Salk called the New York case a "wake-up call" to get vaccinated against polio, a disease that became a pandemic during the late 40s to early 50s.
Salk recalled with vivid memory how his father tested the polio vaccine on himself, his wife and his three young sons in 1953. Peter Salk was 9 at the time, his brother Darrell was 6 and Jonathan was almost 3.
Understandably, none of the three youngsters liked shots. But Salk said even though they didn't fully appreciate the significance of the polio pandemic, he said they "did have a sense that what our father was doing was something important. We had visited him in his laboratory… We knew there was something big that was afoot."
The Salk polio vaccine was licensed in 1955.
Salk and his two brothers followed in their father's footsteps with illustrious careers in medicine. Darrell is a pediatric geneticist, Jonathan is a psychiatrist and Peter is an infectious disease expert.
As Salk walks along the iconic "River of Life" water feature at the center of the Salk Institute that bears his father's name, he remarks, "this is just an unbelievable place."
Salk said he and his brothers are determined to carry on his father's legacy, which they say is the core of the Salk Institute -- to find answers and create a hopeful environment through collaborative research.
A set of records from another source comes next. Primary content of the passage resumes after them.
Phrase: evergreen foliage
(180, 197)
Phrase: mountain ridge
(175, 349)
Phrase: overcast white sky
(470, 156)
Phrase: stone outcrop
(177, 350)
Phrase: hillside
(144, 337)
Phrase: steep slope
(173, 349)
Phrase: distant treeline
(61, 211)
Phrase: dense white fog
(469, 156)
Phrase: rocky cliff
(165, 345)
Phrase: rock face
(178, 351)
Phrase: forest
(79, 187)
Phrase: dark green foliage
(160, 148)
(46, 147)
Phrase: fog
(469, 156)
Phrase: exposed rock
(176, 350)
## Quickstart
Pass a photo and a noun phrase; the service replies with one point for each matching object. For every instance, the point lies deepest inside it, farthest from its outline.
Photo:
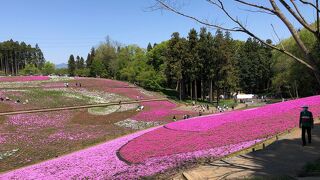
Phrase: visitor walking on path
(306, 123)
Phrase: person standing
(306, 123)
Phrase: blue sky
(64, 27)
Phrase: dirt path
(284, 157)
(78, 107)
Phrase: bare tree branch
(308, 61)
(298, 11)
(255, 6)
(277, 36)
(298, 18)
(311, 4)
(257, 11)
(168, 7)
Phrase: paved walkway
(284, 157)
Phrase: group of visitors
(66, 84)
(140, 108)
(222, 108)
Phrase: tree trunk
(191, 92)
(202, 91)
(195, 90)
(210, 93)
(317, 75)
(177, 85)
(180, 89)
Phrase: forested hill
(14, 56)
(290, 77)
(198, 66)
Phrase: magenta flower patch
(217, 130)
(23, 78)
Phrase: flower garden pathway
(285, 157)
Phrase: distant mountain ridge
(62, 65)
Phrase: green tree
(97, 69)
(149, 48)
(48, 68)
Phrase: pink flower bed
(2, 139)
(23, 78)
(39, 120)
(157, 111)
(217, 130)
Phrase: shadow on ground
(283, 159)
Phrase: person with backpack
(306, 123)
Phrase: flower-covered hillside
(156, 150)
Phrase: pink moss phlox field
(101, 162)
(23, 78)
(39, 120)
(98, 162)
(2, 139)
(270, 111)
(157, 110)
(207, 132)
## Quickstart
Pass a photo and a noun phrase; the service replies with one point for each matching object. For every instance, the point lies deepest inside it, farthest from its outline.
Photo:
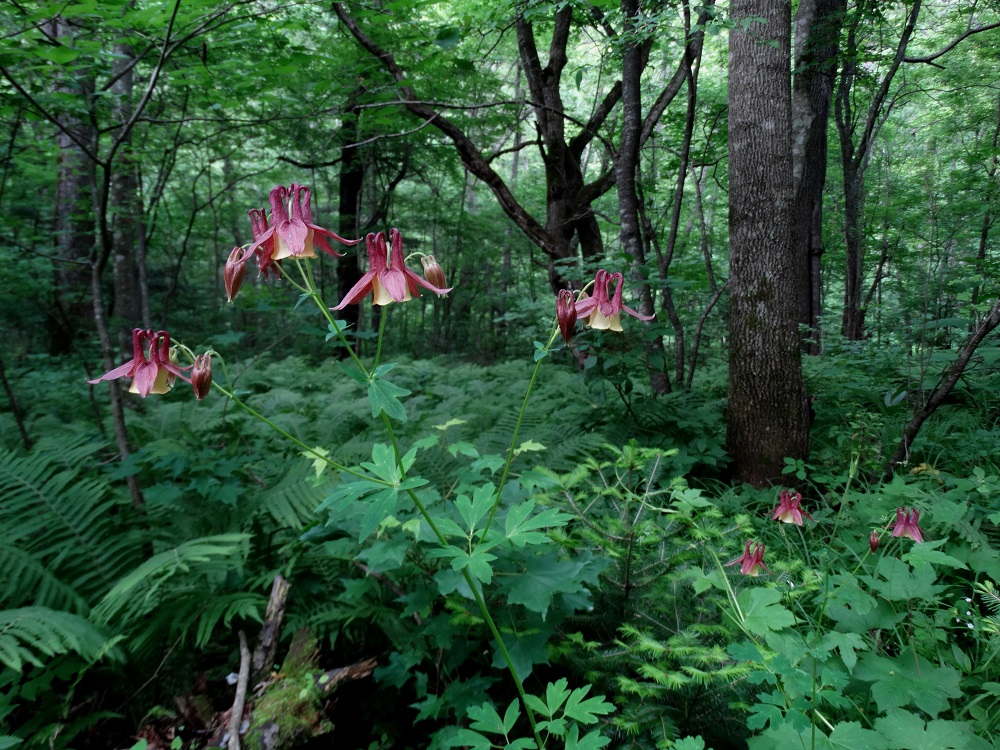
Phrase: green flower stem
(310, 289)
(306, 448)
(517, 430)
(381, 332)
(484, 610)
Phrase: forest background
(804, 196)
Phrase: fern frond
(244, 604)
(66, 520)
(29, 633)
(143, 589)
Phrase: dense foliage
(498, 527)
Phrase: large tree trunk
(768, 415)
(817, 26)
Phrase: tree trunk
(125, 210)
(352, 179)
(817, 26)
(74, 220)
(768, 415)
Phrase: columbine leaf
(380, 505)
(761, 611)
(384, 397)
(586, 711)
(486, 719)
(520, 527)
(468, 738)
(590, 741)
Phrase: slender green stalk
(517, 431)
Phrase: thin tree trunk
(817, 26)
"We have so many problems confronting us in the world and we really need to create a situation where we're relating in an optimal fashion with full cooperation and support of one another," Salk said.
So far there are no reports of cases of the poliovirus in California.
The California Department of Public Health (CDPH) says it is not currently monitoring wastewater samples for polio but is working with academic partners and the CDC to see if wastewater testing for poliovirus can be integrated for public health monitoring in California.